Наталья Кирилловна по доброте своего сердца имела обыкновение всегда о ком-нибудь хлопотать и просить, не разбирая того, возможно ли то сделать или нет. Вот она однажды говорит князю Сергею Михайловичу, с которым была очень дружна: "Я знаю,что ты очень коротко знаком с Филаретом; не можешь ли ты к нему написать письмо об одной хорошо мне знакомой игуменье; близ ее монастыря протекает река, то нельзя ль от этой реки провести воду, чтобы она протекала ближе к монастырю?" Князь отвечал ей: "Помилуй, Наталья Кирилловна, можно ли мне писать к нему о подобных делах? Он подумает, что я помешался". "Я наперед знала, что ты мне откажешь; ты никогда для меня ничего не хочешь сделать. Ну хорошо, по крайней мере вот что сделай: скажи ему, чтобы он сам ко мне приехал; я сама буду его просить". Князь ей сказал: "Ну вот это другое дело, я его попрошу приехать". Князь, увидевши митрополита, говорит ему: "Вы бы когда заехали к Наталье Кирилловне". Тот отвечал ему: "Кто такая Наталья Кирилловна? Я ее совсем не знаю". Князь сказал ему, что это весьма почтенная и всеми уважаемая дама, которую и императрицы посещают. Тогда митрополит сказал: "Хорошо, как-нибудь, возвращаясь из Синода, к ней зайду". Через несколько времени он это исполнил. Она, встречая его, говорит ему: "У меня, батюшка, есть до вас просьба", рассказывает ему всю историю об игуменье и о протекающей воде. Митрополит только и мог отговориться от ее просьбы, что так как этот монастырь не в его эпархии находится, то он ничего не может сделать. Не знаю, чем эта история кончилась.

Наталья Петровна Голицына

[

её портрет

]

«Она была матерью московского генерал-губернатора светлейшего князя Дмитрия Владимировича, баронессы Софьи Владимировны Строгановой и Екатерины Владимировны Апраксиной. Дети ее, несмотря на преклонные уже лета и высокое положение в свете, относились к ней не только с крайнею почтительностью, но чуть ли не подобострастно. В городе она властвовала какою-то всеми признанною безусловною властью. После представления ко двору каждую молодую девушку везли к ней на поклон; гвардейский офицер, только надевший эполеты, являлся к ней, как к главнокомандующему. Один только шалун, прелестно рисовавший карикатуры на все общество, ее родственник граф St.-Priest, окончивший свою жизнь самоубийством, как и товарищ его граф Лаваль, выходил из повиновения и даже послал ей, как говорили тогда, на новый год пару бритв, намекая на ее усы»

{7}

.

«Княгиня Наталья Петровна… была женщина очень умная, любимая императрицами Екатериною и Мариею Федоровною, с которою была весьма коротка, и уважаемая всем Петербургом, где большею частью всегда жила при дворе, потому что была статс-дамою и чуть ли не имела Екатерининской ленты первой степени.

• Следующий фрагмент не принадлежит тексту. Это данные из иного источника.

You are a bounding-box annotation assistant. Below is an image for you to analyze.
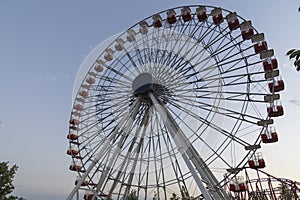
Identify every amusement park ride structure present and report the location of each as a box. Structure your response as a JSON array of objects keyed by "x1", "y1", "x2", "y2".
[{"x1": 67, "y1": 5, "x2": 299, "y2": 200}]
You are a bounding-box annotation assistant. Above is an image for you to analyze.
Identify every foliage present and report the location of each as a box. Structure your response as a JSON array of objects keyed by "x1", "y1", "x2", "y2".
[
  {"x1": 0, "y1": 162, "x2": 23, "y2": 200},
  {"x1": 286, "y1": 49, "x2": 300, "y2": 71}
]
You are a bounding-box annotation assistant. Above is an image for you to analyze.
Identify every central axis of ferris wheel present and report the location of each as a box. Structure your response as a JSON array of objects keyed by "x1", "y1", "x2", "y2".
[{"x1": 132, "y1": 73, "x2": 229, "y2": 200}]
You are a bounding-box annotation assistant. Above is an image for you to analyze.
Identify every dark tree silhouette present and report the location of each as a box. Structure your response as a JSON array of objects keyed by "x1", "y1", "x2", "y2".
[
  {"x1": 0, "y1": 162, "x2": 24, "y2": 200},
  {"x1": 286, "y1": 49, "x2": 300, "y2": 71}
]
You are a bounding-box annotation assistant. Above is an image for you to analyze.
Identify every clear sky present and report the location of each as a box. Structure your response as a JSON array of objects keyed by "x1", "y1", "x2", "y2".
[{"x1": 0, "y1": 0, "x2": 300, "y2": 200}]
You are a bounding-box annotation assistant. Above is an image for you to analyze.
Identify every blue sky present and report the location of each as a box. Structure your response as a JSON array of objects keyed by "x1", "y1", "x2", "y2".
[{"x1": 0, "y1": 0, "x2": 300, "y2": 200}]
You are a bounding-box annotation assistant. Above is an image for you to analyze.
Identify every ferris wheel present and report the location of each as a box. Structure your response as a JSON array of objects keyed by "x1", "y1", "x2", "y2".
[{"x1": 67, "y1": 5, "x2": 284, "y2": 199}]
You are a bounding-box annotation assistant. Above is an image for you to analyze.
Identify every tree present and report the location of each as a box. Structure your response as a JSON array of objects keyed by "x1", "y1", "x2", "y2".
[
  {"x1": 0, "y1": 162, "x2": 23, "y2": 200},
  {"x1": 286, "y1": 49, "x2": 300, "y2": 71}
]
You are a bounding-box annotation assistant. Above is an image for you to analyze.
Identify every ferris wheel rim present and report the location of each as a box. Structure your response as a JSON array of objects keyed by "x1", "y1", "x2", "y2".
[{"x1": 66, "y1": 5, "x2": 284, "y2": 200}]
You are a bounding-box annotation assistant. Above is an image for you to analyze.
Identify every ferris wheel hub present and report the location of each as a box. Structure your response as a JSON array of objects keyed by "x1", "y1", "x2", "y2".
[{"x1": 132, "y1": 73, "x2": 172, "y2": 104}]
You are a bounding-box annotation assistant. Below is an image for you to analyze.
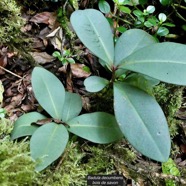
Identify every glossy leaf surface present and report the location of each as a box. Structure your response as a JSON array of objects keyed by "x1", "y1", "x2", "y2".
[
  {"x1": 114, "y1": 29, "x2": 156, "y2": 66},
  {"x1": 84, "y1": 76, "x2": 109, "y2": 92},
  {"x1": 98, "y1": 0, "x2": 110, "y2": 14},
  {"x1": 124, "y1": 73, "x2": 160, "y2": 95},
  {"x1": 30, "y1": 123, "x2": 69, "y2": 171},
  {"x1": 70, "y1": 9, "x2": 114, "y2": 66},
  {"x1": 120, "y1": 42, "x2": 186, "y2": 85},
  {"x1": 61, "y1": 92, "x2": 82, "y2": 122},
  {"x1": 68, "y1": 112, "x2": 123, "y2": 144},
  {"x1": 32, "y1": 67, "x2": 65, "y2": 119},
  {"x1": 114, "y1": 83, "x2": 170, "y2": 162},
  {"x1": 11, "y1": 112, "x2": 46, "y2": 140}
]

Она много путешествовала и была в Париже при Людовике XVI, была очень хорошо принята несчастною королевой Мариею-Антуанеттой и выехала из Парижа незадолго до начала революции. Она была собою очень нехороша; с большими усами и с бородой, отчего ее называли

la princesse Moustache

[21]

. Хотя она и была довольно надменна с людьми знатными, равными ей по положению, но вообще она была приветлива…

Настасья Дмитриевна Офросимова

«Вторая из барынь крупной бесспорно величины была Настасья Дмитриевна Офросимова, переехавшая после своего вдовства из Москвы в Петербург для бдительного надзора за гвардейской службой своих двух или трех сыновей, из коих младшему, капитану гвардии, было уже гораздо за 30 лет. Обращаясь нахально со всеми членами высшего московского и петербургского общества, детей своих держала она в страхе Божием и в порядке и говорила с любовию о их беспрекословном к ней повиновении: "У меня есть руки, а у них щеки". На этих основаниях, как уверяли, обходилась она и с дочерью.

Кажется, я уже говорил о ней по случаю кончины моего отца в 1814 году и о том, как она сама вызвалась снабдить нас с теткой в это время деньгами. Она любила мою мать, которая ее страшно боялась, а отец, хотя и уважал, но избегал, сострадая угнетенному ею добродушному и кроткому ее мужу, которого она, как сама признавалась, тайно похитила из отцовского дома к венцу. Павел Дмитриевич Офросимов был, однако, боевой генерал времен Потемкина и с георгиевским крестом, носил парик, и однажды подвергся за какое-то слово публичному оскорблению от жены, которая, ехавшая с ним по улице в открытой коляске, сняла с него этот парик, бросила на мостовую и велела кучеру прибавить ходу.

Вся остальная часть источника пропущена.